Sunday October 24, 2021

Biden rallies Nato against ‘new challenges’

June 15, 2021

BRUSSELS: US President Joe Biden warned on Monday that Nato must adapt to new challenges posed by China and Russia as he met fellow leaders to renew Washington’s “sacred” bond with its allies.

Arriving at Nato headquarters in Brussels for a summit with his 29 counterparts, Biden stressed that the alliance was “critically important” to US security.His first visit as president to the summit has been billed as a renewal of bonds after his predecessor Donald Trump called the US commitment into question. But it is also a moment to renew priorities and strategies for dealing with Moscow and Beijing, novel threats, and Nato’s hasty withdrawal from Afghanistan after years of conflict.

“I think that there is a growing recognition over the last couple of years that we have new challenges,” Biden told Nato Secretary General Jens Stoltenberg at bilateral talks ahead of the main summit. “We have Russia that is not acting in a way that is consistent with what we had hoped, as well as China,” he said.

“I want to make it clear: Nato is critically important for US interests in and of itself. If there weren’t one, we’d have to invent it,” he said. And he stressed once again that Article 5 of the Nato treaty—the obligation of members to defend one another, once called into question by Trump—was a “sacred obligation”.
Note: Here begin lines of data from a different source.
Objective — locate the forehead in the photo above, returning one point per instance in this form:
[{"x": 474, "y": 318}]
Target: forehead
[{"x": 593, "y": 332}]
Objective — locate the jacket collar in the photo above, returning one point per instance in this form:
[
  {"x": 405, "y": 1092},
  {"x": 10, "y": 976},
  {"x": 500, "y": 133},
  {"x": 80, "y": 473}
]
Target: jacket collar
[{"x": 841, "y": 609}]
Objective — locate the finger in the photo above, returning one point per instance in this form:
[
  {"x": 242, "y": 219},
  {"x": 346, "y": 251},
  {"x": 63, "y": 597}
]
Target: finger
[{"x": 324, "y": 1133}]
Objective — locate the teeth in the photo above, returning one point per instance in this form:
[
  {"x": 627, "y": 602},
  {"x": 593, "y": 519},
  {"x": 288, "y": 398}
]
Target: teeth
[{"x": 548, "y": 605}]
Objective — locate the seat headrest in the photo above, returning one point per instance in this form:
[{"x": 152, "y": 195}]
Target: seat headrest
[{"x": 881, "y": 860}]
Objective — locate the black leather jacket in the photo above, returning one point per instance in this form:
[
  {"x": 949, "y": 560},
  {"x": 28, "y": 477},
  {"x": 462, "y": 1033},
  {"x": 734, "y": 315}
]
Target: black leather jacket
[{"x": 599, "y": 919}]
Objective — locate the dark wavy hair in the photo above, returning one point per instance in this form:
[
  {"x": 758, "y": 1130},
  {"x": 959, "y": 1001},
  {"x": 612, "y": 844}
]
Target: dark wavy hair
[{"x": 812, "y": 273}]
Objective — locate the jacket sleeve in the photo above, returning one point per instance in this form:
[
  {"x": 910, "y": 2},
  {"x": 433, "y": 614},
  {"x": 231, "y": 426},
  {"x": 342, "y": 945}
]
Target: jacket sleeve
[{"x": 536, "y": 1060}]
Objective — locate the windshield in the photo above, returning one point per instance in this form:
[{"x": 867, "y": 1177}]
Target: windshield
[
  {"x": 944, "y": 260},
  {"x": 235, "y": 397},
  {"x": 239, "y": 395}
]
The allies were due to agree a statement stressing common ground on securing their withdrawal from Afghanistan, joint responses to cyber attacks and the challenge of a rising China. “We’re not entering a new Cold War and China is not our adversary, not our enemy,” Stoltenberg told reporters as he arrived at Nato headquarters ahead of the leaders. “But we need to address together, as the alliance, the challenges that the rise of China poses to our security.”

Looming large at the summit is also the scramble to complete Nato’s hasty withdrawal from Afghanistan after Biden surprised partners by ordering US troops home by September 11.France’s President Emmanuel Macron met one-on-one with his Turkish counterpart and fellow ally Recep Tayyip Erdogan ahead of the summit, and Biden was due to meet him later.

On the table will be Ankara’s offer to secure Kabul airport after Nato troops leave—but also concerns in other capitals about Turkey’s own aggressive regional policy.In contrast to Trump, Biden has firmly reasserted American backing for the 72-year-old military alliance—and his administration has been making a show of consulting more with partners.